Les termites font partie des insectes les plus… sociaux au monde, capables de vivre ensemble en colonies de millions de spécimens rigidement organisées en termes de division du travail (et de vie sexuelle). Leurs ancêtres étaient pourtant des blattes solitaires et monogames, très éloignées de l’hypersocialité de leurs descendants.
La question se pose alors spontanément : comment les termites sont-ils devenus ce qu’ils sont, à partir d’une condition sensiblement opposée ? La réponse vient d’une étude de l’Université de Sydney publiée dans Scienceet cela a à voir avec la génétique – mais pas de la manière à laquelle on pourrait s’attendre.
Moins de génies, plus de sociabilité. L’équipe de recherche, qui comprenait également des scientifiques de Chine, du Danemark et de Colombie, a reconstitué l’évolution des termites en comparant leur génome avec celui des blattes solitaires ainsi qu’avec d’autres espèces de blattes qui ont une vie sociale, quoique moins complexe que celle des termites. La comparaison a révélé un détail surprenant : le génome des termites et des blattes sociales est plus petit et plus simple que celui des blattes solitaires.
la révolution du bois. Au lieu d’évoluer en ajoutant de la complexité, les termites ont fait le contraire : par rapport à leurs ancêtres, leur génome s’est « rationalisé », perdant les gènes liés au métabolisme, à la reproduction et à la compétition sexuelle. Le tournant s’est produit il y a des millions d’années, lorsque ces insectes ont choisi le bois mort comme principale ressource.

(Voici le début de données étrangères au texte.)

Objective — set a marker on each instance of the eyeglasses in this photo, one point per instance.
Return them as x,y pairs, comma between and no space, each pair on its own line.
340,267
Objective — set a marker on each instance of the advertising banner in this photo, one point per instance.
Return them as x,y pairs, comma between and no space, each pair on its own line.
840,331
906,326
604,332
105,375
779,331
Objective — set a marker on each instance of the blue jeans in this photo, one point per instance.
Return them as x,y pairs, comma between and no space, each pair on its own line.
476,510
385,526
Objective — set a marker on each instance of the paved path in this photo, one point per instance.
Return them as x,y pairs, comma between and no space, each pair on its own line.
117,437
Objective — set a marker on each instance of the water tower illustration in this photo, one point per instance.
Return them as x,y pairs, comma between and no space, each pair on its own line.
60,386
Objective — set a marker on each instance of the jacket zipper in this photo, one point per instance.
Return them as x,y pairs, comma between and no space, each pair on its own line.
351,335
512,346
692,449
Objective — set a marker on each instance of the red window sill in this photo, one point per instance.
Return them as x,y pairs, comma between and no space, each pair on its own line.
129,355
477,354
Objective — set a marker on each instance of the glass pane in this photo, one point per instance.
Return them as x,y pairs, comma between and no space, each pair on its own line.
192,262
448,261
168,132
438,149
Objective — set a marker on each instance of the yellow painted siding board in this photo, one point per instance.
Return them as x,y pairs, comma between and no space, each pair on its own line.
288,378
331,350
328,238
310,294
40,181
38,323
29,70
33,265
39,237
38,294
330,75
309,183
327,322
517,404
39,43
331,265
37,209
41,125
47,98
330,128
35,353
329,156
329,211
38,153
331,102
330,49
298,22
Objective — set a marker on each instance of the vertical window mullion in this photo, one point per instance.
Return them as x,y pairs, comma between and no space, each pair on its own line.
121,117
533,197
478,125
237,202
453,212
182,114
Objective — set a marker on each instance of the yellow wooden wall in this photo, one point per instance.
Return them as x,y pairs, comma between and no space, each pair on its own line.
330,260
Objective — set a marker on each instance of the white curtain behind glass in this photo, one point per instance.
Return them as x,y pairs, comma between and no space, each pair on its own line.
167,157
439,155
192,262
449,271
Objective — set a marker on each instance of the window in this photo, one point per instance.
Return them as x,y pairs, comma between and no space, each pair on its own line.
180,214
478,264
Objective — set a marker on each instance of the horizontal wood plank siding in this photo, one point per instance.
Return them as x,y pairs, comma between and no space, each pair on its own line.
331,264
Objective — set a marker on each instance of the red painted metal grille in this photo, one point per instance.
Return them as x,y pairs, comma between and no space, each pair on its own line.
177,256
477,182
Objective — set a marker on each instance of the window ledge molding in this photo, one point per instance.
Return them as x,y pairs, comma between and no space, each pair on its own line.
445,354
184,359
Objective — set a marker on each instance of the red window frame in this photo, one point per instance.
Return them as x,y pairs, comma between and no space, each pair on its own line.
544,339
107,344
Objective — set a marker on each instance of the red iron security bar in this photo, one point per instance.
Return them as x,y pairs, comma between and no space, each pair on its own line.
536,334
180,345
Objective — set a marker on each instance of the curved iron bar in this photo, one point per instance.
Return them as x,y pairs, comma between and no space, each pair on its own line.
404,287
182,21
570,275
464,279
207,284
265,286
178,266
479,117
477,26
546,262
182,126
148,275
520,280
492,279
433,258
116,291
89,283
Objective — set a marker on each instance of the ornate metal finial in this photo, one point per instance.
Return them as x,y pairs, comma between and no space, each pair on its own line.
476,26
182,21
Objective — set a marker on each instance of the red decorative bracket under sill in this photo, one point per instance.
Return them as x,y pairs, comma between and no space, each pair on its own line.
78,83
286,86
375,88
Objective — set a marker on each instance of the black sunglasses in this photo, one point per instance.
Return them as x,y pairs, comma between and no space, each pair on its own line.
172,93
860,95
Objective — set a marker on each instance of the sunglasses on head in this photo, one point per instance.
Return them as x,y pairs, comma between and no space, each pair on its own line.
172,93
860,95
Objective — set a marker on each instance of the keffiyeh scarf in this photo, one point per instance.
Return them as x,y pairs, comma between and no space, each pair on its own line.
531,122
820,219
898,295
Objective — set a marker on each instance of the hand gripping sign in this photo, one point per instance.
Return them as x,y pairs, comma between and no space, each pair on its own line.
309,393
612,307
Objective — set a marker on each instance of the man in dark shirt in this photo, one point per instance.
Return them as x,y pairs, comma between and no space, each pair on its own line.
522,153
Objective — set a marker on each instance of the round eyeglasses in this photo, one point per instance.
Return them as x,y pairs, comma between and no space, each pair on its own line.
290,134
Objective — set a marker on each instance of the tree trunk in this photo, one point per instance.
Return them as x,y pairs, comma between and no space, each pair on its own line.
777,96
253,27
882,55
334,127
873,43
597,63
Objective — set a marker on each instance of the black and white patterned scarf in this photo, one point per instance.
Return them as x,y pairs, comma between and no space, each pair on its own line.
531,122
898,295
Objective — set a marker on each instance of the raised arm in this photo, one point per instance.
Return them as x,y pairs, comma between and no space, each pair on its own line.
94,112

Ce nouveau régime alimentaire est non seulement devenu leur source de nourriture, mais aussi le pivot autour duquel s’est déroulée toute une révolution sociale : pour consommer une nourriture aussi pauvre et difficile à gérer, la collaboration est devenue la seule stratégie gagnante, sacrifiant l’individualité génétique au profit de la colonie.
moins de concurrence. Ce qu’ils ont gagné en socialité, cependant, a été perdu ailleurs : tout d’abord dans les spermatozoïdes qui, contrairement à ceux des blattes solitaires (qui se font concurrence pour les femelles), sont immobiles – le fait que la vie sexuelle de la colonie soit parfaitement organisée rend la compétition inutile.
une société miniature. C’est un mécanisme similaire à ce que nous vous avons déjà dit à propos des fourmis : plus une espèce a une socialité complexe et de nombreuses colonies, plus les individus perdent en « qualité », car l’important est la coopération dans le groupe, pas les actions de l’individu.
Voulez-vous un détail qui illustre parfaitement l’organisation des colonies de termites ? La nourriture est également rationnée et distribuée selon des critères précis : les larves qui deviendront ouvrières sont nourries davantage, de manière à devenir plus fortes et plus efficaces, tandis que celles destinées à se reproduire et à devenir reines (ou rois) sont peu nourries au début, et « augmentées » seulement avec l’âge.